Burgundy soupira en se laissant tomber sur le sol, son amusement avait été remplacé par une expression d’inquiétude. Aelis tira le papier à elle sans pour autant l’ouvrir. Ses yeux passèrent de la feuille à Burgundy, puis inversement. Elle glissa le papier dans la manche de son tee-shirt à défaut d’avoir une poche.
— Merci, souffla-t-elle pour éteindre leur altercation silencieuse.
Burgundy lui offrit un signe de tête sans plus de formalités. Aaron tourna la tête vers la fenêtre, constatant que le ciel commençait à blanchir, preuve de l’arrivée du petit matin.
— Je peux te mettre en relation avec les rebelles si ta sœur est avec eux, songea Aaron à voix haute.
— Elle n’est pas “avec eux” ! cracha Aelis. Elle est retenue par eux.
Aaron leva les yeux au ciel, exaspéré de cette colère dont faisait toujours preuve Aelis. Il déposa la tasse vide sur la table en bâillant.
— Ah, oui, j’oubliais. Les Sorel sont tous des anges, ils sont du côté du bien, nous, on est juste des monstres.
Aelis piqua un fard. Elle s'apercevait par les propos d’Aaron qu’elle ne cessait de stigmatiser tous les avancés alors qu’il en était un et ne cessait de lui prouver leur humanité, on ne peut plus normale. Aaron tapota le genou d’Aelis en faisant un rire exagéré.

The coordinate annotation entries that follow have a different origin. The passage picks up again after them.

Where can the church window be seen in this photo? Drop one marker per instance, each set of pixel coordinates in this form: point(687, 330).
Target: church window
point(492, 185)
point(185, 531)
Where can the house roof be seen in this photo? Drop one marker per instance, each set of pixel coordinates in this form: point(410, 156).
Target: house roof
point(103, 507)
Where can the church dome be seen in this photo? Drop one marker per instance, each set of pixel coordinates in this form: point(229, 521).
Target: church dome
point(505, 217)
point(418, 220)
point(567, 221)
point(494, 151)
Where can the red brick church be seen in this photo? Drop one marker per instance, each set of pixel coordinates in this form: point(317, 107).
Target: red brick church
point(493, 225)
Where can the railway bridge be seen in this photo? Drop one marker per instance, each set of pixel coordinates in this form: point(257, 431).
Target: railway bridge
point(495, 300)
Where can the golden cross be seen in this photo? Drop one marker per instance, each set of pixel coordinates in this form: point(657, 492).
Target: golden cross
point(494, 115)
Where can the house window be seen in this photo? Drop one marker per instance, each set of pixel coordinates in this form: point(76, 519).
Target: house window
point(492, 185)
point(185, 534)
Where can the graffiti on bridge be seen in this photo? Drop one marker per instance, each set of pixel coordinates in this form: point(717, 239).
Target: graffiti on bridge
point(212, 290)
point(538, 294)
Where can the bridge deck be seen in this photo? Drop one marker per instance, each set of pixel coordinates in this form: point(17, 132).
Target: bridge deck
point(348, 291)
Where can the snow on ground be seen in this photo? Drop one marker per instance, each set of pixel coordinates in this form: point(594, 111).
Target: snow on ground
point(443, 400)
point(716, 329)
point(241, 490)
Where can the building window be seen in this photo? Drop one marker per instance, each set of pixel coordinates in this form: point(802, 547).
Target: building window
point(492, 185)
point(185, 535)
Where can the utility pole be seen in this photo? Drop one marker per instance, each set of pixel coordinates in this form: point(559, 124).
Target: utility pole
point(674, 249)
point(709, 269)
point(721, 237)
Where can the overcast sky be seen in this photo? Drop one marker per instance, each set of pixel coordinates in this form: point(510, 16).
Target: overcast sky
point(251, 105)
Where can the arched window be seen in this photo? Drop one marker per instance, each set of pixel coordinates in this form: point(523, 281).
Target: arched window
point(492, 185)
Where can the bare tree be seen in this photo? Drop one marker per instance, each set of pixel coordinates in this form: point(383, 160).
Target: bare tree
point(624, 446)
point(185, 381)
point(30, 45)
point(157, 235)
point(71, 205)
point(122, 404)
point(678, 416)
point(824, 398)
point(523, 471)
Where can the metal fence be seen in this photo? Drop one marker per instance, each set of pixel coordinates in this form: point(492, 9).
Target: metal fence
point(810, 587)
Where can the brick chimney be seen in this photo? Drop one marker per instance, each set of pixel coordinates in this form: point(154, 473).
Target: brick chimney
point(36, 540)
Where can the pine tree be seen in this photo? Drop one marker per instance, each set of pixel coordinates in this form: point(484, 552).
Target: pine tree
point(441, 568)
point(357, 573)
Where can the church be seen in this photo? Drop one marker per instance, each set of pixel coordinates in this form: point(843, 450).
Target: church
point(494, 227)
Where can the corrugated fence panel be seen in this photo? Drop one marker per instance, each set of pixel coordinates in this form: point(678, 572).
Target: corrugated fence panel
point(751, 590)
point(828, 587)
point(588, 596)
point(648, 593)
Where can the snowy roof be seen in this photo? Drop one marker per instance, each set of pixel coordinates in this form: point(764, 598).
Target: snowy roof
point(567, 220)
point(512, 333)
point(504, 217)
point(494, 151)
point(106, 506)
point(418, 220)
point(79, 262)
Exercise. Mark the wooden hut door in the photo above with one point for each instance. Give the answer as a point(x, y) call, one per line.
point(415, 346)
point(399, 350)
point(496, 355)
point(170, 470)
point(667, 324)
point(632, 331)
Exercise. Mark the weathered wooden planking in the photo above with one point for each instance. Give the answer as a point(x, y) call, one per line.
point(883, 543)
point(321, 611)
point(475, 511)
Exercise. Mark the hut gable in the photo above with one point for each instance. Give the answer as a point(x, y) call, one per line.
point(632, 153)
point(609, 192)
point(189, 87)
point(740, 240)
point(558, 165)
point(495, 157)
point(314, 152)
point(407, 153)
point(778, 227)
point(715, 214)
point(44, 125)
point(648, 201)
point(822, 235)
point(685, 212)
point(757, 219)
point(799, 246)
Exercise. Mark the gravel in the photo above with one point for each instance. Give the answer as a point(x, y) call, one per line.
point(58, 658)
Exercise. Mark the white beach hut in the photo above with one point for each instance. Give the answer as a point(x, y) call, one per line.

— T’inquiète, j’en pense pas moins des tracs ! charria-t-il
Burgundy éclata de rire. Le duo lui faisait penser à lui et sa femme lorsqu’ils étaient jeunes. Aelis lui ressemblait beaucoup par son impulsivité, et cette manière maladroite d’exprimer la moindre de ses émotions. Aaron lui rappelait énormément Marina. Ce côté taquin et pourtant si serviable.
Le souvenir de sa femme plongea Burgundy dans une mélancolie nostalgique. Il quitta donc le salon pour s’isoler. Les deux invités restèrent sur le canapé, échangeant déjà sur leur prochain objectif commun.